Janeiro branco falando de saúde mental

A campanha “janeiro branco” foi criada em Minas Gerais no ano de 2014, por psicólogas e psicólogos. Esta campanha visa conscientizar a sociedade quanto a importância de falarmos e cuidarmos da saúde mental.

Quando falamos em saúde mental, questiono-me se as pessoas tem real dimensão sobre o que de fato significa. Difícil dar um único significado a expressão “saúde mental”, pois, ela está ligada a cultura, etnia, crenças individuais e coletivas no qual o sujeito está inserido. Entretanto, em linhas gerais podemos considerar que saúde mental é o equilíbrio das nossas emoções, vivências, conflitos e pressões externas. Administrar e gerir a vida, sem que ela cause-nos sofrimento. Estar saudável mentalmente é estar bem consigo mesmo, com sua história e também com os outros. Parece fácil, mas, por vezes não lidamos bem com todas as situações que surgem e (ou) são impostas no dia a dia. Sabiamente, dizia o filósofo francês Jean- Paul Sartre, “o inferno são os outros”. Esta sentença a humanidade, faz alusão as nossas escolhas e ambições de vida que conflitam com os Outros e também com o livre arbítrio- direito de escolha. Agora, já que somos responsáveis e livres para escolher, por que negligenciamos nossa mente e os sofrimentos que ela causa? Por que vamos ao médico tratar a conjuntivite e não vamos tratar a depressão, a ansiedade, o estresse que nos tira o sono?

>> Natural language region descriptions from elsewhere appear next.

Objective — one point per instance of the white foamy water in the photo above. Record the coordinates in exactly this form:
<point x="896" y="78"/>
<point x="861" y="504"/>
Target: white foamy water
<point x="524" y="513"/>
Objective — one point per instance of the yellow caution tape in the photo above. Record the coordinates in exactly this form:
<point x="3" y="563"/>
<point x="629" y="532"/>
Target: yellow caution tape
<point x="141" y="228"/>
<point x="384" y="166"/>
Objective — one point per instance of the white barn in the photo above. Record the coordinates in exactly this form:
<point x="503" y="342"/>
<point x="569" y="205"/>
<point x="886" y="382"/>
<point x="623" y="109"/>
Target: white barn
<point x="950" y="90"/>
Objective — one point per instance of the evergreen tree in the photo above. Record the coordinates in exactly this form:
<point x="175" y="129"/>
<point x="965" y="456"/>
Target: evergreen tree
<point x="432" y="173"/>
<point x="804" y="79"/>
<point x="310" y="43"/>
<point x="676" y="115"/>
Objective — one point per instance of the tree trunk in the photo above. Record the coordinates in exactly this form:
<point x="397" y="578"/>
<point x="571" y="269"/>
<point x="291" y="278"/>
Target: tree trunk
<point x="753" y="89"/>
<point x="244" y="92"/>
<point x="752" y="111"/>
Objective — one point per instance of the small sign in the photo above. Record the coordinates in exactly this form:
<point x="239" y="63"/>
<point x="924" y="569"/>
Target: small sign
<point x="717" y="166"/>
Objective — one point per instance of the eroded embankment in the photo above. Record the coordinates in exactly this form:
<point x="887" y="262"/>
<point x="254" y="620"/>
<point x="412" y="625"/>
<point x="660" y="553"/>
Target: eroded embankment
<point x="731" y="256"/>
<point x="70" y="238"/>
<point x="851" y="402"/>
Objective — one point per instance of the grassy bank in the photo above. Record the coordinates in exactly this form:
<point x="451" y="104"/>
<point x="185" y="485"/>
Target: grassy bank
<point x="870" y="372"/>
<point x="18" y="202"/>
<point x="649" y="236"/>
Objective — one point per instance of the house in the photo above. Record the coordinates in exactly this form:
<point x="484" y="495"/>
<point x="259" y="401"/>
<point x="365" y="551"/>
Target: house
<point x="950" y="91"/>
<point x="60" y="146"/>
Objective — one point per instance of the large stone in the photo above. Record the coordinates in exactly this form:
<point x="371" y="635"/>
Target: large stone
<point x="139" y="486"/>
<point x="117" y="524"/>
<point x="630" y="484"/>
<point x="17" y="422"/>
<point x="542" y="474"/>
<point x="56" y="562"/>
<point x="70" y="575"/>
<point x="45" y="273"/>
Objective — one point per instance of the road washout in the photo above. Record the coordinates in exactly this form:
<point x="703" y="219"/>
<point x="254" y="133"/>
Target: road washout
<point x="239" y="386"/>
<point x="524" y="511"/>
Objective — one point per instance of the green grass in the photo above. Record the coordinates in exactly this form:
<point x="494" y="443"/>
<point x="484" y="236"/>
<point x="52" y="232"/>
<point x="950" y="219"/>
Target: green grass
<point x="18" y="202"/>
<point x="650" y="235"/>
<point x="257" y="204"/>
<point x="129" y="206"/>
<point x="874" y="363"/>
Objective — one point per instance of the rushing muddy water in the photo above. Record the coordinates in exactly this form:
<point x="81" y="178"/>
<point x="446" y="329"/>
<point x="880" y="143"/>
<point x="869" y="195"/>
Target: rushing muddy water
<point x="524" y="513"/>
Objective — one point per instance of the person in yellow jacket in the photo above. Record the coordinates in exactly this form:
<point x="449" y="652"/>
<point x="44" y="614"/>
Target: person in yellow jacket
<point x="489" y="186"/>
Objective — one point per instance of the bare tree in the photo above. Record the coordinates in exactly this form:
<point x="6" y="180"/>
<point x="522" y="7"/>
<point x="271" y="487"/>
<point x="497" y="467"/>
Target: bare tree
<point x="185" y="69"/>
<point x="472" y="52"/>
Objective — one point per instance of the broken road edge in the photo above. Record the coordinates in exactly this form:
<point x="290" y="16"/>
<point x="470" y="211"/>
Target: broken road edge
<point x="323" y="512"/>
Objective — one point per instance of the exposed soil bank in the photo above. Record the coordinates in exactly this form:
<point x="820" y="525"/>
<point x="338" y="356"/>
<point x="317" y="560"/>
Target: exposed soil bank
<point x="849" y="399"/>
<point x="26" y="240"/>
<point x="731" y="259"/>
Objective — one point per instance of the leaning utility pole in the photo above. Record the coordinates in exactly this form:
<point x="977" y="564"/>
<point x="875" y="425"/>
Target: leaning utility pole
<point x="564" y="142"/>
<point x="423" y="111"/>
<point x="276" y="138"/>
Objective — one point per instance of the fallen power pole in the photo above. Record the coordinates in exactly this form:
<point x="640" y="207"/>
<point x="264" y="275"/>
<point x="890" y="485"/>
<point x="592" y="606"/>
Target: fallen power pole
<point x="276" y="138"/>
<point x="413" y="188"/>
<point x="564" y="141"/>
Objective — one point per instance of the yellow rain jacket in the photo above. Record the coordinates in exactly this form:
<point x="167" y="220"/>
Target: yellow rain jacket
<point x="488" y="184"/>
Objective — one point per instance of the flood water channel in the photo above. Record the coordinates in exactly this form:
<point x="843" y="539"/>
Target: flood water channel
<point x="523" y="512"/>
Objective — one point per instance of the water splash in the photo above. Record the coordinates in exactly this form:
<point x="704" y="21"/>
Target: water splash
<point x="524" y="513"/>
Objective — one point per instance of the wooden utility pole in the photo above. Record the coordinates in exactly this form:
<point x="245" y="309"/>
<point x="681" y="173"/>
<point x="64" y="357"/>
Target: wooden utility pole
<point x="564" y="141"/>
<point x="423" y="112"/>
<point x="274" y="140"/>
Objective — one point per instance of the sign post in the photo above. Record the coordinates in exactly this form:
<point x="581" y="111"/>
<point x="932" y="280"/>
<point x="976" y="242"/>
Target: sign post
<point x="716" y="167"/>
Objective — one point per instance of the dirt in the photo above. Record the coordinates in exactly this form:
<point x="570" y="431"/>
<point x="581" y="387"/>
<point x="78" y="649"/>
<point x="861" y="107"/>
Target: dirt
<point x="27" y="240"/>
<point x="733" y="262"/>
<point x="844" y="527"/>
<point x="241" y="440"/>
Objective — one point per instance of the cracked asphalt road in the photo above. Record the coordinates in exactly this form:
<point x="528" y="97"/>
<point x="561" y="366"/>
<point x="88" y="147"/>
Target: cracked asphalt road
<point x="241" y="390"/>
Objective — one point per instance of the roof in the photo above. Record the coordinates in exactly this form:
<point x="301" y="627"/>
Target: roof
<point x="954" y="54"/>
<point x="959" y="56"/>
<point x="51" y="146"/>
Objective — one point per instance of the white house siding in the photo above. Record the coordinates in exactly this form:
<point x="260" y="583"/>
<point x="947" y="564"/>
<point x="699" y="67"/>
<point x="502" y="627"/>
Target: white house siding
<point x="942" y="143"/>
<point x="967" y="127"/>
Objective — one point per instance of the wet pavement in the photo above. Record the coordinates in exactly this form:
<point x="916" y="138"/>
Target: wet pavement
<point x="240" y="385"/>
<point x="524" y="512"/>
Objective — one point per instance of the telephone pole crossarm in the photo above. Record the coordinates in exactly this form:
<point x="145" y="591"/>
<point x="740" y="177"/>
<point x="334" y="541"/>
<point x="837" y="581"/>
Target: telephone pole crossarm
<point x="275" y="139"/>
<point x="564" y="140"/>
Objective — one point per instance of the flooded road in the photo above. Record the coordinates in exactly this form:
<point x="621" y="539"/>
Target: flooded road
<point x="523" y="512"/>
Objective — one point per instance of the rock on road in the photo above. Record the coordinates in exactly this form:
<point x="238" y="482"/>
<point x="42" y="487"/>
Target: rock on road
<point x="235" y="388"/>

Janeiro branco vem ascendendo em um movimento de informar a população, quebrar tabus, mostrar o quanto a saúde mental fragilizada afeta a qualidade de vida, trabalho, relações interpessoais, autoestima. Não à toa, o Brasil lidera rankings no que se refere a depressão, ansiedade e suicídio. De acordo com OMS (Organização Mundial da Saúde) e o Ministério da Saúde (dados de outubro de 2019), cerca de 12 milhões de brasileiros sofrem de depressão, colocando o Brasil em primeiro lugar na América Latina e em segundo lugar na América, ficando atrás apenas dos Estados Unidos. No que tange a ansiedade e suicídio, estamos em primeiro lugar no mundo entre os países ansiosos e o suicídio é terceira maior causa externa de morte no Brasil. Vemos aqui, um cenário alarmante!

Pessoas estão sofrendo e morrendo por questões de ordem psíquica, isto é, de saúde mental, entretanto, ainda escutamos com frequência que psicólogo é coisa de maluco, depressão é falta de Deus, ansiedade é frescura, suicídio é coisa de gente fraca.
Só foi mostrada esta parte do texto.